Ergueu-se da cadeira e pensou: Ai é? Não consigo escrever?
Preparou uma salada de rúcula com queijo parmesão ralado e vinagre balsâmico, que colocou junto a duas fatias de salmão fumado temperadas com pimenta preta, um pouco de salsa e cebola picadas e sumo de limão. Com um esgar desafiador para consigo mesma serviu-se de dois copos generosos de sangria e bebeu-os com alguma sofreguidão, na esperança de entornar a prosa fértil sugada do seu espírito através dos efeitos do álcool. Para surpresa sua, as palavras surgiram sem dificuldade e, ao chegar ao ponto final do seu texto, a mulher olhou assustada para o copo vazio e disse-lhe
Contigo não há mais conversas. Julgas que chegas aqui, sem mais nem menos, e me arrancas aquilo que quero dizer? EU é que escrevo, não és tu!
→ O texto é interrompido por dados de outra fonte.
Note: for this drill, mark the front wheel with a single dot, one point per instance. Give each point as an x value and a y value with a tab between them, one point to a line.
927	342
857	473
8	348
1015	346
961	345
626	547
Se não fosse capaz de entornar as palavras, ao menos que as fosse dispondo, uma a uma, morosamente. Uma prosa tecida ponto a ponto, sóbria, de passos seguros, para que não perdesse o controlo da sua própria história.
Deitou-se, fechou os olhos e, teimosa, desperdiçou o artifício fácil. A arrogância da sua preguiça. E quando se cansou de navegar através de ondas feitas do sumo cálido e morno das amoras, dos mirtilos, morangos e framboesas, adormeceu. Certa de que o sabor das bagas seria suficiente para tecer sozinha o seu manto silvestre.